I came across many videographers that find the 5000K color a tad too warm for their daylight fill. That is why I ditched the Cree MTG-2 and went for the XM-L2's. They are very picky and particular about the color rendition. I only wished the MTG-2 came in cooler flavors just for that reason. The Hyperboost is really in a class of its' own considering the ability to have a 3.2A output and driving to 80V, as well as being dimmable and compact. I have made many prototypes with the low CRI cool versions of the XML/XMl-2 and did not have any issues with off-color casts. I did however see a small but noticeable difference in the 3000Kish variety between the 90 CRI's as compared with the 75-80 ones. Hard to describe but preferable in video output to monitor and face colors. What I also want to see is a 24 volt 3A led (75W) which would be ideal with the Hyperboost from a 14.4 V DC LiIon brick.


----------



## jeffosborne (Mar 7, 2014)

White LED's with lesser CRI values can be improved by adding red and cyan LEDs to the mix:

http://www.candlepowerforums.com/vb...Rebel-LED-flood-light-with-red-and-cyan-boost

Jeff


----------



## chaosdsm (Mar 10, 2014)

Not sure what kind of LED's, driver, etc... they may be using, but Lumos with variable CCT from 3200K - 5600K, claims up to 98CRI with their LED lighting: I know it's not DIY, but perhaps, some research might turn up some useful info on what they use & how they build to further your ideas???

*300MK* 50W / 400W Tungsten Equiv. 12" x 12"
CRI 98 @ 3,200K
CRI 95 @ 5,600K 
1,100 lux @ 3.3' (1.0 m) @ 3,200K
1,200 lux @ 3.3' (1.0 m) @ 5,600K 

*500MKL* 120W / 800W Tungsten Equiv. 20 x 13"
CRI 98 @ 3,200K
CRI 95 @ 5,600K 
2,000 lux @ 3.3' (1.0 m) @ 3,200K
2,300 lux @ 3.3' (1.0 m) @ 5,600K 

*700MKL* 200W / 1500W Tungsten Equiv. 29 x 18"
CRI 98 @ 3,200K
CRI 95 @ 5,600K 
6,400 lux @ 3.3' (1.0 m) @ 3,200K
7,200 lux @ 3.3' (1.0 m) @ 5,600K


----------



## Briankauf (Mar 10, 2014)

Cool products from lumos. I haven't been able to dig up any info on which LEDs they are using.. But at that price point, i would guess they are hand selecting their LEDs at a premium. Perhaps they buy large quantities and pick out those examples that fit their needs...
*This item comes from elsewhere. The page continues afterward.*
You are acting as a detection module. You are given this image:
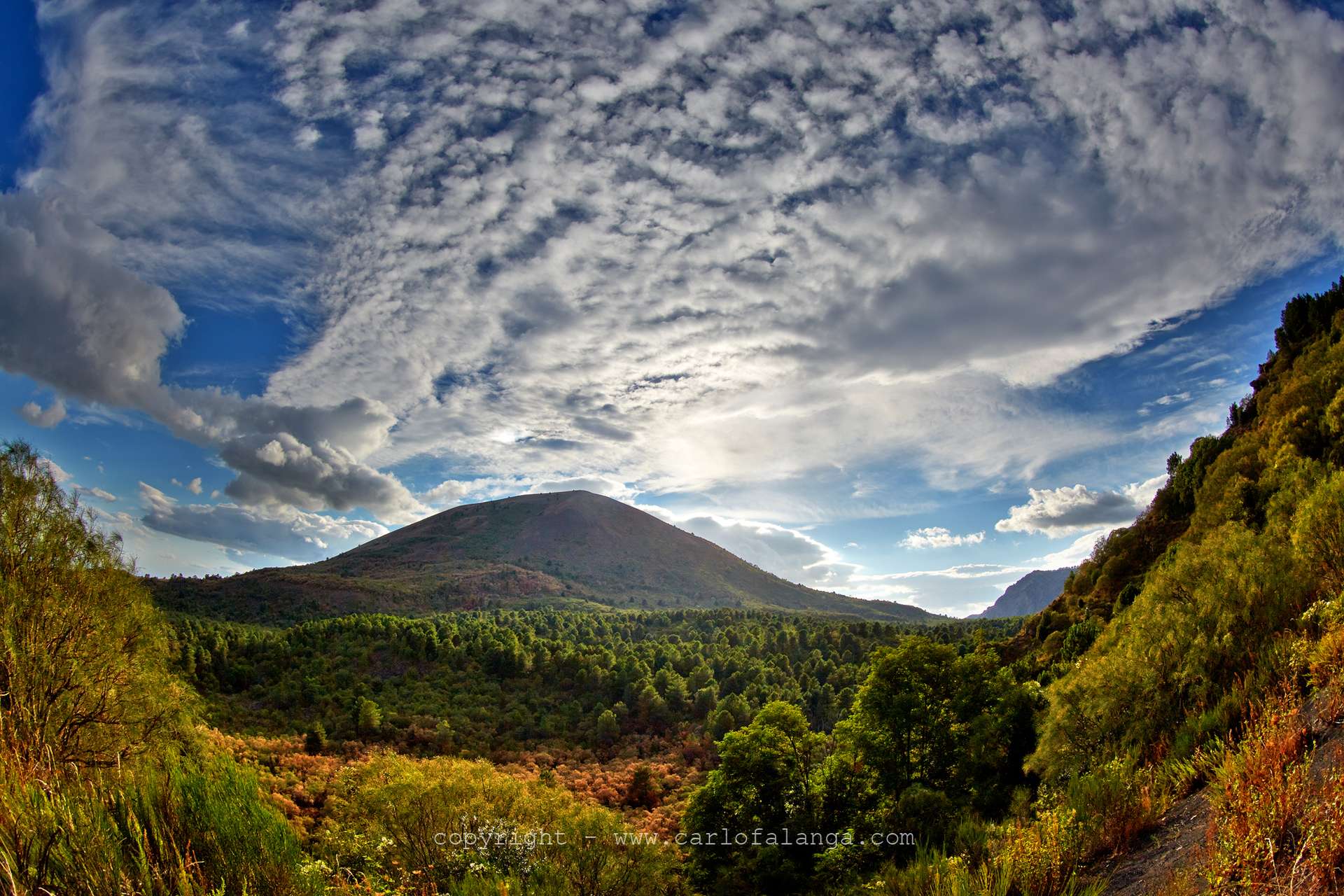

as for the mixed colors.. I would fear that i would have a really hard time hitting the perfect balance without some high end equipment. I used mixed color leds fornmy reef lighting and i am still fine tuning the color mix a year later


----------



## Briankauf (Mar 11, 2014)

Alright, so I am getting my parts list together, and I would LOVE a double check from you fine folks.

Here is my plan - I will build 6 LED lights in total, 3x at 5000K and 3x at 3000K.

Parts:

1.) Enclosure/Heatsink - Each one will use a 6" MakersLED enclosure/Heatsink. I used these for my reef aquarium lights and loved them.
2.) LEDs - 3000K - CREE XM-L2 Bin: *[url]http://www.cutter.com.au/proddetail.php?prod=cut1711&cat=176*[/URL]* 
5000K - CREE XM-L2 Bin: T6 - Voltage per LED: 3V Amperage: 3A **[url]http://www.cutter.com.au/proddetail.php?prod=cut1624*[/URL]* 
3.) Driver - For each enclosure, the voltage requirement would be 3V * 12 = 36V at 3A = 108W (though, I am intending to underdrive the LEDs a bit to make them operate a bit more efficiently, so we call it 100W). 
I am thinking the Hyperboost - At 100W it would require some active cooling (I'll use a silent-ish fan), but it has been done: [url]http://www.candlepowerforums.com/vb/showthread.php?318378-Too-bright...&p=3691548&viewfull=1#post3691548[/URL]
4.) Optics -- I am looking through the LEDIL stuff, but for this I am still a bit lost -- any suggestions for a nice tight (35 degree) even beam from each LED?

Thanks!!*


----------



## kbec (Sep 28, 2014)

I was thinking of the same type of thing you seem to be trying to do. I am looking to either make LED type Fresnel or just buy some of those As Arri tungsten clones.

I came across this and it may give you some ideas:
US Patent 8702255, look for it on google, if you are handy, it seems to give a good clue as to how some of these are designed. I just passed up some really nice cpu cooling fans I could have gotten for almost nothing, but I didn't pick them up. 

I have a little tungsten light that puts out enough heat to easily start a fire. Another reason I am kind of leary about the tungsten Fresnel.

Once I get sort of an idea what I need, I am thinking to just throw a filter on it. Lee filters makes some filters that I think would work to convert the "daylight" to tungsten temps. 

I don't really need the ability to change the led color. I just want to have lights I can use without spending $200-2000 per light.


----------



## kbec (Sep 29, 2014)

Upon looking further, if you go to the litepanels website, there is a page that has all their patent numbers, I think its patents.php . That would be a good starting point for someone trying to build these type of units from scratch, plus a lot of good design info for anyone interested.


----------



## LEDealer (Sep 29, 2014)

Briankauf said:


> Hello folks,
> 
> I've been spending some time around the CP forums for a few weeks, upon the recommendation of folks at dvxuser.com, a forum for digital video enthusiasts and professionals. I am working to construct some portable lighting for video, and my understanding is this is one of the best places around for advice on DIY projects, especially regarding LEDs.
> 
> ...




If you're planning on filming in HD, you could use LUXEON Z ES by Philips, which has 3000K 90 CRI and 5700K 90 CRI products available.

**EDIT**

I should also add that LUXEON Z ES is an undomed LED that can get you very small beam angles (you could probably achieve 15 degrees without an issue) at very good lm/W.


----------